В зимнее время он почти никуда не выходил; в кельях устроены были тройные рамы, в небольшой гостиной стояли две печи, так что здоровому человеку невыносимо было сидеть в ней, а он входил в эту гостиную в рясе, ваточном подряснике и в катанках на ногах. Келейники часто надоедали ему советами держать температуру попрохладнее, уверяя, что будет для него здоровее. Старец покорится, бывало, своим попечительным чадам и непременно простудится: «Ну вот, послушал вас и простудился, болен. Тело мое, истомленное болезнями, требует большего тепла».
Его отличала удивительная искренность, он как бы искал повода покаяться просто в обычной беседе, например, Леониду Краснопевкову, младшему по возрасту и по чину, считавшему себя учеником, рассказывал: «Даже совершая богослужение, впадаю в тщеславие; самая свобода товарищеского обращения делается сетью празднословия, злословия, смехотворства; хороший стол непременно увлекает в чревообъядение. Вообще неумеренность и тщеславие – постоянно нападающие на душу враги.
Оставаться в этом настроении особенно помогает трудность следить за собою, давать себе периодические, частные и искренние отчеты, из которых можно было бы составить отчет для таинства покаяния. Знаю, что должно искоренить основание того или другого греха, и тогда не будет греховных действий, и поэтому надо следить за всеми своими поступками. Но в этом случае боюсь, чтобы преследование частностей не сделало меня скрупулезным, мелочным человеком; с другой стороны, опасаюсь, чтобы упущение из виду подробностей не послужило бы мало-помалу к угождению плоти».
Наставления: «Укрепляйте себя в жизни по заповедям – заповеди Божии станут, как пестуны, повсюду ходить за Вами. Таким только путем Вы созиждете на камне свою духовную обитель, в которую снидет Животворящая Троица, в которой будете Вы безопасны от знойного дыхания страстей и от потопа всяких бедствий. Недостаток такого внутреннего делания причиною того, что многие из наших ученейших священноначальников слабы духом, всегда боязливы и скоро впадают в уныние.»
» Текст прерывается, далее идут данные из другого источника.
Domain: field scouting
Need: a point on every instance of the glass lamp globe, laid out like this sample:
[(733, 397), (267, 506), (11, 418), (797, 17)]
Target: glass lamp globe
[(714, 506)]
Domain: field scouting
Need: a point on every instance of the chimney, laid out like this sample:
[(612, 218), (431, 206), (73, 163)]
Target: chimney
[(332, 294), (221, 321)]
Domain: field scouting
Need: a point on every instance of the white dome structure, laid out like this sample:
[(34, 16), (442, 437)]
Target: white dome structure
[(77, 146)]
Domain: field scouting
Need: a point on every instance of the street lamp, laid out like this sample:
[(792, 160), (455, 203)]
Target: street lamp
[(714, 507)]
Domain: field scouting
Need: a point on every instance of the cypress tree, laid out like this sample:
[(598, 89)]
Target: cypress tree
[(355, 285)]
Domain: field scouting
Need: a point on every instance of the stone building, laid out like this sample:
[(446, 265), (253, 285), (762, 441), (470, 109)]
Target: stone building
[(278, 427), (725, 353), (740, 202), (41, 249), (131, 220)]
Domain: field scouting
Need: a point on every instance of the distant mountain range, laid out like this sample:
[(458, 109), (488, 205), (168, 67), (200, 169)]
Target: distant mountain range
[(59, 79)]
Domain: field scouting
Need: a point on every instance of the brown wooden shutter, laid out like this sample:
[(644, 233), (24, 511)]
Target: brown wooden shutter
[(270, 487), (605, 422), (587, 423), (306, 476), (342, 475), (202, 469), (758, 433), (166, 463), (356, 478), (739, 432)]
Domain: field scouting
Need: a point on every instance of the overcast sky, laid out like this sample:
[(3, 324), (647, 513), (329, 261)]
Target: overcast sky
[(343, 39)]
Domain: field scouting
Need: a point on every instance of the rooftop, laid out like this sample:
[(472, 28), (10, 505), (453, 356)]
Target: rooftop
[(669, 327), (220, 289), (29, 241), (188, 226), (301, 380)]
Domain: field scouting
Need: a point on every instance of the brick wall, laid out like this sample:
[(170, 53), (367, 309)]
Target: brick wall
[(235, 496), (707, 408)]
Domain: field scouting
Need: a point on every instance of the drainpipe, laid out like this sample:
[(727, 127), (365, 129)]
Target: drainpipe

«Люди бывают непомерно требовательны, Бог – никогда: Он знает наши силы и по мере сил наших налагает на нас требования, приемлет усердие и чудесно восполняет недостатки. Делайте все ради Бога. Сколько правило это важно в учении, столько же и в жизни.»
«Ищите всюду духа, а не буквы. Ныне напрасно стали бы Вы искать обителей. Их нет, потому что уставы Святых Отцов поражены, правила их рассеяны светскими указами. Но Вы всегда найдете монахов и в монастырях, и в общежитиях, и в пустынях и, наконец, в светских домах и светских одеждах городских – это явление особенно свойственно нашему веку, ныне не должно удивляться, встречая монаха во фраке».
«Европейские народы всегда завидовали России и старались сделать ей зло. Естественно, что и на будущие века они будут следовать той же системе. Но велик Российский Бог. Молить должно великого Бога, чтоб Он сохранил духовно-нравственную силу нашего народа – Православную веру… Судя по духу времени и по брожению умов, должно полагать, что здание Церкви, которое колеблется уже давно, поколеблется страшно и быстро. Некому остановить и противостоять…»
«Нынешнее отступление попущено Богом: не покусись остановить его немощною рукою твоею. Устранись, охранись от него сам: и этого с тебя достаточно. Ознакомься с духом времени, изучи его, чтобы по возможности избегнуть влияния его.»
«Постоянное благоговение перед судьбами Божиими необходимо для правильного духовного жительства. В это благоговение и покорность Богу должно приводить себя верою. Над судьбами мира и каждого человека неусыпно бдит Промысл Всемогущего Бога, – и все совершающееся совершается или по воле, или по попущению Божию…»
«Предопределений Промысла Божия о России никто не изменит. Святые Отцы Православной Церкви (например, святой Андрей Критский в толковании на Апокалипсис, глава 20) предсказывают России необыкновенное гражданское развитие и могущество. А бедствия наши должны быть более нравственные и духовные.»